NORMANDY PARK, Wash. - Thousands of people across the state who are worried about losing their homes are looking to lawmakers for help.
The Washington Bankers Association says 33,000 homes went into foreclosure in Washington in 2010, and it's going to be just as bad this year.
Some homeowners say all they need is a little help, but banks won't budge. Charlotte Gilbert is afraid of losing her home of twelve years. Her family is behind on their payments and can't seem to catch up.
"If your home is your best investment and dream, then you want to keep it," says Charlotte. She says she's tried to clear it up with her bank for almost two years, but never gets anywhere.
"I've sent in paperwork every month, every week. At Christmas, I wasn't thinking, 'Oh boy, it's Christmas,' I was thinking, 'I have to get that paperwork faxed to Chase,'" says Charlotte.
Charlotte testified Wednesday in Olympia about a bill that would require a face-to-face meeting between the bank and homeowner, giving the homeowner the option to request mediation. It would also fund more counselors for homeowners.
Charlotte believes the meetings and more counseling are great ideas. The lenders at Wednedsay's hearing don't necessarily disagree.
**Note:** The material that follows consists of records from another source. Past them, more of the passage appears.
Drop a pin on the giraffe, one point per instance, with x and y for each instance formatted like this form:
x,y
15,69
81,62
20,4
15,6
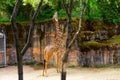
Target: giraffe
x,y
56,49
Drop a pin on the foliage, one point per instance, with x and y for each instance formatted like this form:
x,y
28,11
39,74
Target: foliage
x,y
110,10
107,10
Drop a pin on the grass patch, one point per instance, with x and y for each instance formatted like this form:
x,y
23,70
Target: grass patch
x,y
114,40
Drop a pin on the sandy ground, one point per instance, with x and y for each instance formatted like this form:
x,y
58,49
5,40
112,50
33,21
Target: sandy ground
x,y
10,73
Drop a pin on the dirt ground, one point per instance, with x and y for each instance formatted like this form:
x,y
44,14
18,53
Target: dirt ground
x,y
10,73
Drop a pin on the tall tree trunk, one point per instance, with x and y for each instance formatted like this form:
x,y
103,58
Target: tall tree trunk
x,y
16,37
65,57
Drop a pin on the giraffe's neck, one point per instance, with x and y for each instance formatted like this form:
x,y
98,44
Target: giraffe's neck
x,y
58,35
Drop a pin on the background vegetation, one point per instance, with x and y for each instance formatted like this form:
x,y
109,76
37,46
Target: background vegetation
x,y
106,10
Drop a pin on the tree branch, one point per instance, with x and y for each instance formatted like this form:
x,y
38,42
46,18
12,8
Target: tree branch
x,y
31,29
65,57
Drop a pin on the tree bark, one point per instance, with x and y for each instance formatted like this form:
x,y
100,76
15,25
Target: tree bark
x,y
65,57
31,29
16,37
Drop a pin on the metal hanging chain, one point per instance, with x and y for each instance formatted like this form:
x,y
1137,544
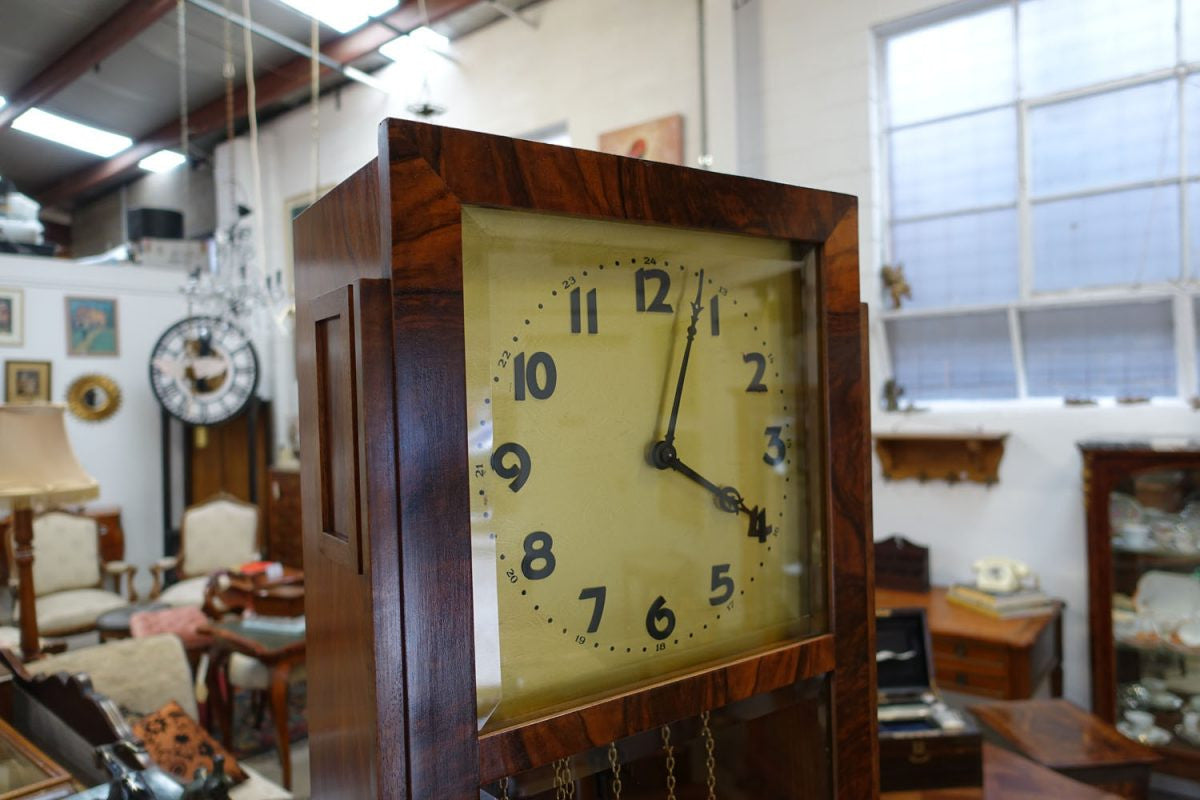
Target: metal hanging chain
x,y
615,765
181,11
228,71
666,746
709,758
564,783
315,100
Their problem is the technical side of it.
"It seems there should be some sort of initial screening, maybe counselors to see whether modification is even a proper remedy," said Michelle Radosevich, an opponent of the legislation.
"Sometimes foreclosure is the only solution," said Denny Eliason with the Washington Bankers Association.
This bill is modeled after a Nevada law where almost 50 percent of those who participated did not lose their homes.
The Foreclosure Fairness Act has a long way to go before it becomes law. If it's passed, the state attorney general could take legal action against lenders who do not at least try to negotiate.